Nach der seit den Entscheidungen SSV-NF 1/33 und 1/67 ständigen Rechtsprechung des Obersten Gerichtshofes setzt der Versicherungsfall der geminderten Arbeitsfähigkeit voraus, daß sich der körperliche oder geistige Zustand des Versicherten nach dem Beginn seiner Erwerbstätigkeit, also nach seinem Eintritt in das Berufsleben, in einem für die Arbeitsfähigkeit wesentlichen Ausmaß verschlechtert hat. Ein bereits vor Beginn der Erwerbstätigkeit eingetretener und damit in das Versicherungsverhältnis mitgebrachter, im wesentlichen unveränderter körperlicher oder geistiger Zustand kann daher bei Leistungen aus den Versicherungsfällen geminderter Arbeitsfähigkeit nicht zum Eintritt des Versicherungsfalles führen (vgl SSV-NF 10/13; 4/60 uva).

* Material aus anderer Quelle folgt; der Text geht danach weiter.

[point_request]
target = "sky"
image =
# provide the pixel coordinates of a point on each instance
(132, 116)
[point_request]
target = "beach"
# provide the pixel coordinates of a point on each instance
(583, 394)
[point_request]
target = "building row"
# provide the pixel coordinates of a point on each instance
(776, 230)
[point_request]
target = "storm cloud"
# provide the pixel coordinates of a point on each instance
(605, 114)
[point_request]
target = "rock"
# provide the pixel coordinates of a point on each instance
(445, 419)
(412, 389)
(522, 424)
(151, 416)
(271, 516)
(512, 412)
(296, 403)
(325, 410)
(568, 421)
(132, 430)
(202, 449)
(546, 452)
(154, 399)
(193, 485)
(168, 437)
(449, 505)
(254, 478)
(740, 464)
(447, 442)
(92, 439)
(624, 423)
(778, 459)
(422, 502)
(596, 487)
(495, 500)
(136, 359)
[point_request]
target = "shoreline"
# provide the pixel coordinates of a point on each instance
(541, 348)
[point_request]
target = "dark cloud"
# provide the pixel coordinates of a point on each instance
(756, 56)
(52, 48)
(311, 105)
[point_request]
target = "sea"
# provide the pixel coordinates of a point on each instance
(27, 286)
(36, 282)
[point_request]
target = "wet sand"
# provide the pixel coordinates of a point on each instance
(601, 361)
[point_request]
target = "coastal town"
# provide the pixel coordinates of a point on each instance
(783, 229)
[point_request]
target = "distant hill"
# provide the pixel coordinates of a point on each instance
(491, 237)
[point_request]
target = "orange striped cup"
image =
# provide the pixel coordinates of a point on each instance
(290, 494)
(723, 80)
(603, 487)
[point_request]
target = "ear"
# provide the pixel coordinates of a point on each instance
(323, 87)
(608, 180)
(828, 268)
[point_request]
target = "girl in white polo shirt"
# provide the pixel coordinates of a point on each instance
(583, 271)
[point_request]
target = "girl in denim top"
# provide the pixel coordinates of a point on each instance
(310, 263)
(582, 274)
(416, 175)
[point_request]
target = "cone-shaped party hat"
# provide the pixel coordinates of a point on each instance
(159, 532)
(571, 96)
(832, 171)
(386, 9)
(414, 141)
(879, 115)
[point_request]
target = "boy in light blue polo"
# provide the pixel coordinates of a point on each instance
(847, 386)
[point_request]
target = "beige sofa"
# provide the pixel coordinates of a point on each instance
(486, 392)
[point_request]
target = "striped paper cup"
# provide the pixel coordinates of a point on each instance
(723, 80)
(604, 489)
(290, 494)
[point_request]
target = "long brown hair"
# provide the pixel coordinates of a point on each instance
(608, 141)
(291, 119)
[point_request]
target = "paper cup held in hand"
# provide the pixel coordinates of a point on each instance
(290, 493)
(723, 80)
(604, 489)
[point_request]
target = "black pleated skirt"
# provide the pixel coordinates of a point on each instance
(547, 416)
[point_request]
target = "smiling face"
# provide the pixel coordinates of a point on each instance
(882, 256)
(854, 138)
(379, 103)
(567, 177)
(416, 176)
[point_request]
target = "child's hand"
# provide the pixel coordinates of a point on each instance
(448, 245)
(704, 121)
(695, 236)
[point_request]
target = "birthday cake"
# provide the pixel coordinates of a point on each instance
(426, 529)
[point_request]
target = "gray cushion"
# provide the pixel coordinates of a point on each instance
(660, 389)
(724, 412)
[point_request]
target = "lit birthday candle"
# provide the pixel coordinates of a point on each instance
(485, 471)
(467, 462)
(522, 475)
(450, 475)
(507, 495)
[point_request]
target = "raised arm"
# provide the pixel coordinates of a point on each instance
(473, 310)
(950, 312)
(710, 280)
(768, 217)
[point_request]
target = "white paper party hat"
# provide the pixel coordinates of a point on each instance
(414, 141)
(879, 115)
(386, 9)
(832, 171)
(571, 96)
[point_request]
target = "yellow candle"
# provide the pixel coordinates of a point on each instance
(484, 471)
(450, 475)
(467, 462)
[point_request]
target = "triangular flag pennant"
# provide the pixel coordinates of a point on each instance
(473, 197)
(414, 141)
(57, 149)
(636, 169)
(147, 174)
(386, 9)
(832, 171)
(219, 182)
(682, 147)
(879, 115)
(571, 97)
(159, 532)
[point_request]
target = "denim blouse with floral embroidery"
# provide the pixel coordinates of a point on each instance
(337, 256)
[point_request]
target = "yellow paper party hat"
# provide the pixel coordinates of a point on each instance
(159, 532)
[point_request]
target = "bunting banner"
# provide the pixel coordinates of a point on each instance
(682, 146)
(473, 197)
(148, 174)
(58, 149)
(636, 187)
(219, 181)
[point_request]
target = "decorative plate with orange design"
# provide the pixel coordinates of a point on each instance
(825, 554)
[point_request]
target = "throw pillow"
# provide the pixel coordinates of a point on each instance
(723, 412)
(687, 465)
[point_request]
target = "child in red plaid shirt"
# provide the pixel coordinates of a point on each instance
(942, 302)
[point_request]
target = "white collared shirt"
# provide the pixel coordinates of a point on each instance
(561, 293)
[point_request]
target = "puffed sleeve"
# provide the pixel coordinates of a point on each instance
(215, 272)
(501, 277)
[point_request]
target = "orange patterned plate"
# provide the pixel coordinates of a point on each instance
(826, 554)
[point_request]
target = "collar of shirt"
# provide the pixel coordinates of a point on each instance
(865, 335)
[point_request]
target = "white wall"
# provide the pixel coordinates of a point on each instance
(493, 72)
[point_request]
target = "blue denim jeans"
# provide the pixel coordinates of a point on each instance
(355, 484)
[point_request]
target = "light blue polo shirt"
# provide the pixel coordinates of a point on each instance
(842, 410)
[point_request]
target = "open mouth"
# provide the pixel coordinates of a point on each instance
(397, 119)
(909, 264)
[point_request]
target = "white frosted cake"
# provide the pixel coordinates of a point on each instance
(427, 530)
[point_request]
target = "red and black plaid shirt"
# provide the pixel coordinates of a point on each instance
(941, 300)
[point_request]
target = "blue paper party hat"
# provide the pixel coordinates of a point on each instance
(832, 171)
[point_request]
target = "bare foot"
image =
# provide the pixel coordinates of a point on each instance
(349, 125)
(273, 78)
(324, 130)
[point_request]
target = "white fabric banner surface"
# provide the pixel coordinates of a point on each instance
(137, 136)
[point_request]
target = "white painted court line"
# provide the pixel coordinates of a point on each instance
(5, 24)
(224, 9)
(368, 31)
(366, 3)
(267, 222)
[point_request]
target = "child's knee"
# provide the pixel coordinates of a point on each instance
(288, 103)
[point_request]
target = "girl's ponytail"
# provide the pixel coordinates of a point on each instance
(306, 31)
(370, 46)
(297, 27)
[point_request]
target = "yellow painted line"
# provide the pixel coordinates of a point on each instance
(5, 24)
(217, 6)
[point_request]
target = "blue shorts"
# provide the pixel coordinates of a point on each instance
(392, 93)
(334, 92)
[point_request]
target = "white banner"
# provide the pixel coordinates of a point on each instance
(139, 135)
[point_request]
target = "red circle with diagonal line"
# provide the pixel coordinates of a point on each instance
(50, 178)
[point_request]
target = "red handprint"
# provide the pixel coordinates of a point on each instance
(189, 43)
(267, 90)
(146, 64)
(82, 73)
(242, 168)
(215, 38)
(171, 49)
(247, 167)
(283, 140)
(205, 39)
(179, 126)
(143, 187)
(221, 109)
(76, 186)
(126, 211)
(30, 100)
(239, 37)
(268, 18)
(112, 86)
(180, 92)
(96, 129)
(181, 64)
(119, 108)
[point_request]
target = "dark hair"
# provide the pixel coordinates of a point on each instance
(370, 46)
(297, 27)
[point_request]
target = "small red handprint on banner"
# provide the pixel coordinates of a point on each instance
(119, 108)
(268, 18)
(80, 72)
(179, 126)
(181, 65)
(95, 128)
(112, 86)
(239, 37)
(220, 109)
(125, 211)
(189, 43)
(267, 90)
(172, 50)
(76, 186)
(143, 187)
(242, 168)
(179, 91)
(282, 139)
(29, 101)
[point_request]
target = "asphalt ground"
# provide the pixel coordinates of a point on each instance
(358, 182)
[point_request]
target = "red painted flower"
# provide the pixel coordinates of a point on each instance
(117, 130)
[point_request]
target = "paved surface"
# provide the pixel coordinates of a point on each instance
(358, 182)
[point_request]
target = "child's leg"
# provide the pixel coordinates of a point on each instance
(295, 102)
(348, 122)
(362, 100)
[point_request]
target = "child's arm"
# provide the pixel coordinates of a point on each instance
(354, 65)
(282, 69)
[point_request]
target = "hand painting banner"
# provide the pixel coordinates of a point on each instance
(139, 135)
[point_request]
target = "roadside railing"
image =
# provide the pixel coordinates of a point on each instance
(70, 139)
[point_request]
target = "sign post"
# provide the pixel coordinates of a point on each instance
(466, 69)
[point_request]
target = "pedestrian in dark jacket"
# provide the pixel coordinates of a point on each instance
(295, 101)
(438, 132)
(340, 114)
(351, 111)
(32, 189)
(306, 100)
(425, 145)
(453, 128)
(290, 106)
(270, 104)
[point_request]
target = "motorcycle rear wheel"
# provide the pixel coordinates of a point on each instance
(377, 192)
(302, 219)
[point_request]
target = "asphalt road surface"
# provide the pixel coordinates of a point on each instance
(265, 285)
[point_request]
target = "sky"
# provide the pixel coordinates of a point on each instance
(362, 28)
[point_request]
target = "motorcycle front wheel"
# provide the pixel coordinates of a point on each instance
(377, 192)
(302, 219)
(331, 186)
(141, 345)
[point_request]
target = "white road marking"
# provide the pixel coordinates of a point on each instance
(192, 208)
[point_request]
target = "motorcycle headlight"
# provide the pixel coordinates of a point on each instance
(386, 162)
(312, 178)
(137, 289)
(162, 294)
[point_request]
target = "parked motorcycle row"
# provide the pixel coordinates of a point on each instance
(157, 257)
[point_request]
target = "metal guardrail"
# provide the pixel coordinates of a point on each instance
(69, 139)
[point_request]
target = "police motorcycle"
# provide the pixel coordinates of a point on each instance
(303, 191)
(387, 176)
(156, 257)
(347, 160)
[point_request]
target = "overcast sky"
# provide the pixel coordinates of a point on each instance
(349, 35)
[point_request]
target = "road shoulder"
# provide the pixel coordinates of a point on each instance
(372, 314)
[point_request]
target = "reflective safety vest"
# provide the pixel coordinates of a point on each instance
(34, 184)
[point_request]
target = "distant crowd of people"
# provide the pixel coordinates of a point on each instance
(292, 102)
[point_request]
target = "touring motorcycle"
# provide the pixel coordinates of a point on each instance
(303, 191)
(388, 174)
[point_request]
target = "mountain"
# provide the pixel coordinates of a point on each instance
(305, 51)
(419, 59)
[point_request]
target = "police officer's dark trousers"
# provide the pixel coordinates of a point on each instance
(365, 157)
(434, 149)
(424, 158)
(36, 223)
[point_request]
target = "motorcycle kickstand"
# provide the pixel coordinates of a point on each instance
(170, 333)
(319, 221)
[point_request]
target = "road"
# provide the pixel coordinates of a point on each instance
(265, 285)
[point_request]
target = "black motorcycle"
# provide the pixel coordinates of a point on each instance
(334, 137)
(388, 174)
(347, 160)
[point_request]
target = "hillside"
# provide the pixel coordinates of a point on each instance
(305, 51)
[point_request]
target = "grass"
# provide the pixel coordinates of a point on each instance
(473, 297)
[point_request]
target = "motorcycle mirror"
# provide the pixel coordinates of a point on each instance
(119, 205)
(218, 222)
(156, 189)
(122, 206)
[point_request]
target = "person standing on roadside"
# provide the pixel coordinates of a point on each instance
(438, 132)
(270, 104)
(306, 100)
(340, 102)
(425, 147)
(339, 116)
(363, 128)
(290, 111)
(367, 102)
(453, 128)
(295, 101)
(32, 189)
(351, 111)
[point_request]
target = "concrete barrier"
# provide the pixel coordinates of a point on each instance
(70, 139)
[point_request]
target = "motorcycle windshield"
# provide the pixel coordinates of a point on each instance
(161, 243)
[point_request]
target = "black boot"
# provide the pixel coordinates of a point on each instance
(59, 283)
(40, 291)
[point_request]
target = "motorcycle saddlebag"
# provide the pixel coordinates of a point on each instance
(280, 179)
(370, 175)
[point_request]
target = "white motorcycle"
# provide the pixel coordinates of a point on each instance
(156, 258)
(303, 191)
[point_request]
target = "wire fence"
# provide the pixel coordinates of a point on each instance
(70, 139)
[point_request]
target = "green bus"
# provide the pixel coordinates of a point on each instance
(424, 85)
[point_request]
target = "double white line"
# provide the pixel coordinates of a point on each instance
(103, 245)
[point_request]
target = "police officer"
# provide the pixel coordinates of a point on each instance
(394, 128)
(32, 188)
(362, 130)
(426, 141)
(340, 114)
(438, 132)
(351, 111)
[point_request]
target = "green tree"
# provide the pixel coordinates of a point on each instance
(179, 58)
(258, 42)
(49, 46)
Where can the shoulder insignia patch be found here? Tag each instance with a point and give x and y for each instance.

Nach den Feststellungen des Erstgerichtes beruht die beim Kläger erforderliche Hilfe für den beruflichen Einstieg auf einer Einschränkung seiner sozialen Anpassungsfähigkeit wegen einer seit jeher bestehenden Persönlichkeitsstörung. Eine solche vom Kläger in das Arbeitsleben bereits eingebrachte und seither im wesentlichen unverändert bestehende psychische Beeinträchtigung hätte jedoch bei der Prüfung der Invalidität außer Betracht zu bleiben (vgl SSV-NF 10/14). Die Klärung dieser Frage ist somit unabdingbare Entscheidungsvoraussetzung. Wenn daher nach dem Inhalt des Prozeßvorbringens und nach der Aktenlage hierüber keine Klarheit besteht, hat das Gericht aufgrund der Bestimmung des § 87 Abs 1 ASGG diese Frage von Amts wegen zu überprüfen und hierüber Feststellungen zu treffen. Da das Erstgericht diese entscheidungswesentliche Frage mit den Parteien nicht erörtert und auch keine eindeutige Feststellung dazu getroffen hat, ob die Erforderlichkeit der Einschulung in einem Arbeitstrainingszentrum vor Annahme einer Verweisbarkeit des Klägers am Arbeitsmarkt nur auf seine seit jeher bestehende Persönlichkeitsstörung zurückzuführen ist und daher bei der Beurteilung der Invalidität außer Betracht gelassen werden muß, ist sein Verfahren im Sinne der zutreffenden Ausführungen des Berufungsgerichtes mangelhaft geblieben. Mit Recht hat das Berufungsgericht aber auch auf die Bestimmung des § 254 Abs 1 Z 1 ASVG in der hier anzuwendenden Fassung des Strukturanpassungsgesetzes 1996 (BGBl 1996/201) verwiesen, wonach infolge Aufhebung der Unterscheidung zwischen vorübergehender und dauernder Invalidität eine am Stichtag bestehende Invalidität, wenn sie voraussichtlich sechs Monate andauert oder andauern würde, zur Zuerkennung der Invalidiätspension ab dem Stichtag führt (vgl Teschner/Widlar, MGA, ASVG 64. Erg-Lfg Anm 2 zu § 254). Die dem Aufhebungsbeschluß zugrundeliegende Rechtsansicht des Berufungsgerichtes ist daher zutreffend. Hält aber das Berufungsgericht ausgehend von einer richtigen Rechtsansicht den Sachverhalt für weiter aufklärungsbedürftig, kann der Oberste Gerichtshof, der nicht Tatsacheninstanz ist, dem nicht entgegentreten (vgl Kodek in Rechberger, ZPO Rz 5 zu § 519 mwN uva).

Dem Rekurs gegen den Aufhebungsbeschluß mußte daher ein Erfolg versagt bleiben.

Der Kostenvorbehalt beruht auf § 52 Abs 1 ZPO.